The Great American Cleanup officially ended Thursday. Now, to be honest, I have to say I am glad — in a way.
It has been hectic since March 1, with what seemed like a never-ending stream of litter cleanups, beautification and community improvement projects and recycling events. But I know it is not enough. There are many areas in our county we still need to address as a community. And, quite frankly, although the Great American Cleanup is an important focus event, litter prevention and cleanup is a year-round problem. We can’t forget that.
Keep America Beautiful has three focus areas: litter prevention, waste reduction and recycling, and community improvement and beautification. All three areas are significant and, in my mind, work together in so many ways. But for me, litter prevention has to take center stage.
Litter is a significant problem in our community and it is such an obvious problem. It makes an unfortunate statement about our community to everyone who visits and to everyone who lives here. Although I am very happy with the efforts of the last three months for the Great American Cleanup, we cannot sit back and rest until next March.  
To change a litter problem, we have to tackle three areas: litter prevention and education, litter enforcement and litter eradication (cleanup). The litter problem will not be significantly reduced by education and eradication alone. Enforcement must play a role.
A recent compilation of litter research by R.W. Beck notes in the two most recent visible litter studies in the United States in 2006 “how litter happens.” Is it “deliberate”' or “accidental?”
Simply speaking, deliberate litter is when someone intentionally tosses garbage on the ground or out of a car window. Examples of “accidental” litter are things like remnants of truck tires left on the highways and items blowing out of truck beds and cars with the windows down.  
First, I do not like the term “accidental litter” because it seems to take the focus off of responsibility. It does not matter if it blows out of a truck bed. It is still the responsibility of the truck owner and it is still against the law. At any rate, in both studies — one in Georgia and one in Tennessee — accidental litter is significantly higher than deliberate litter. That means we must get people to understand that loads in commercial and personal vehicles must be secured. It is the law.  If we can get this one point taken seriously in our county, we could significantly reduce the amount of litter on our roads.

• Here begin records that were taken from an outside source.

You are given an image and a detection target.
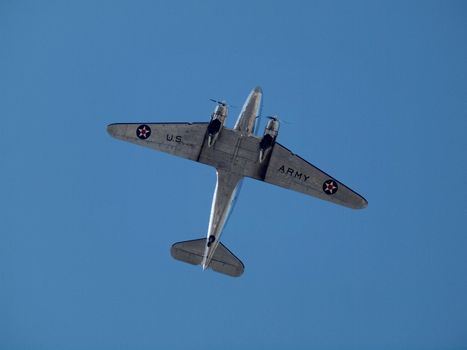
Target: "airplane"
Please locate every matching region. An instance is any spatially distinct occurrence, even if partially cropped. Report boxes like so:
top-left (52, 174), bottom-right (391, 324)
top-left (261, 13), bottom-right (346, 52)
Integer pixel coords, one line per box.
top-left (107, 87), bottom-right (368, 277)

Here is another quick statistic from this research review that is something to think about in this drought we are experiencing right now. In the United States, it is estimated a home is damaged or destroyed every 12 minutes by a fire that was ultimately initiated in rubbish or litter. That is another good reason to get litter and debris cleaned up.

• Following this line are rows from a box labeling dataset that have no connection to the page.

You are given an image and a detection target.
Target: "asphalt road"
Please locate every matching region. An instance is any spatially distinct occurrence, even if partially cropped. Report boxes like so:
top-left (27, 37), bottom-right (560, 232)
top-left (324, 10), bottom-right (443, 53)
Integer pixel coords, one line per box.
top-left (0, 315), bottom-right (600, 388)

This past weekend, Cub Scout Pack 500 worked a number of hours cleaning up an overgrown area behind the playground at First Methodist Church in Hinesville. What a powerhouse of energy! These Cub Scouts could put to shame volunteers twice their size. Thanks so much to these scouts as well as those who have worked in community improvement projects the past several months. What a great job you do for our community.
We still have some cleanups scheduled and some beautification projects put on hold until we get some rain. I just want to thank all of the hundreds of volunteers who have made such a valiant effort to clean up our community. Now, it is up to all of us to keep it up!